El PP es contrario a recortar las atribuciones del Rey en las Cumbres Iberoamericanas, que Don Juan Carlos lleva presidiendo durante 18 años. En declaraciones a EL IMPARCIAL, el responsable de Relaciones Internacionales del Partido Popular, Gustavo de Aristegui, muestra su preocupación por el hecho de que el PSOE "se plantee que el monarca pierda protagonismo internacional" en una de las áreas estratégicas de mayor interés para España, como es Iberoamérica.
El dirigente popular considera que ésta "es una cuestión importante" y espera que "el PSOE no tome medidas radicales", siempre y cuando gane las elecciones del 9 de marzo. La secretaría de Estado para Iberoamérica, Trinidad Jiménez, ha desmentido que el Rey vaya a perder su actual función institucional en las Cumbres.
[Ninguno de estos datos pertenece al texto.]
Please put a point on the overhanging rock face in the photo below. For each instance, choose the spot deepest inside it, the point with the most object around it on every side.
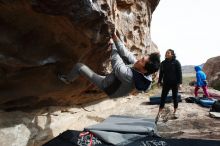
(41, 38)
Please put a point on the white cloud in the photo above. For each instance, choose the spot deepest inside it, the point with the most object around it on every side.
(190, 27)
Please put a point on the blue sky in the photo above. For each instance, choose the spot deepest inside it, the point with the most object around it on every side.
(190, 27)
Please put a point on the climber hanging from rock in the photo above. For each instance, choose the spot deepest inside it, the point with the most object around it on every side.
(127, 72)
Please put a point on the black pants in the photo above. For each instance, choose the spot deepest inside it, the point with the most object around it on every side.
(165, 91)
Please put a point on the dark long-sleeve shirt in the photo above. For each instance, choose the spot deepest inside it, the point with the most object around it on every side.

Asegura a EL IMPARCIAL, que "no se producirán ni están contempladas variaciones en este sentido" y que "no habrá ningún cambio en el trabajo del Rey".
Exteriores también ha negado que Don Juan Carlos abandone en las próximas citas su papel de "auctoritas" -legitimación socialmente reconocida que recae sobre una persona, personalidad o institución por su capacidad moral para emitir una opinión cualificada sobre una decisión-. Fuentes diplomáticas aseguran desconocer en qué se basan las especulaciones sobre el programa del Rey en la cumbre, que tendrá lugar del 29 al 31 de octubre en El Salvador, será diferente al de otros compromisos internacionales. "Su Majestad seguirá saludando y representando a España como siempre ha ocurrido; esa es la labor del Rey y esta noticia no es veraz", han sentenciado.
La Casa Real, por su parte, ha preferido remitirse al Ministerio de Asuntos Exteriores, no sin antes destacar que esta polémica "no tiene fundamento alguno". "El papel del monarca es institucional, tal y como señala la Constitución, y eso es lo que él representa", ha afirmado a EL IMPARCIAL. "Además, el Rey ha ido a las dieciocho cumbres y seguirá yendo a todas".
Para Arístegui, la raíz de todo este asunto parte del incidente de Santiago de Chile. El político popular está convencido de que "si Moratinos hubiera cerrado los conatos de insultos al Rey de España aquel día, hoy no se hablaría de esto". Arístegui no descarta que se trate de "un globo sonda", pero advierte a Trinidad Jiménez de que "hay personas por encima de ella cuya cercanía a Hugo Chávez podrían cambiar el papel del Rey".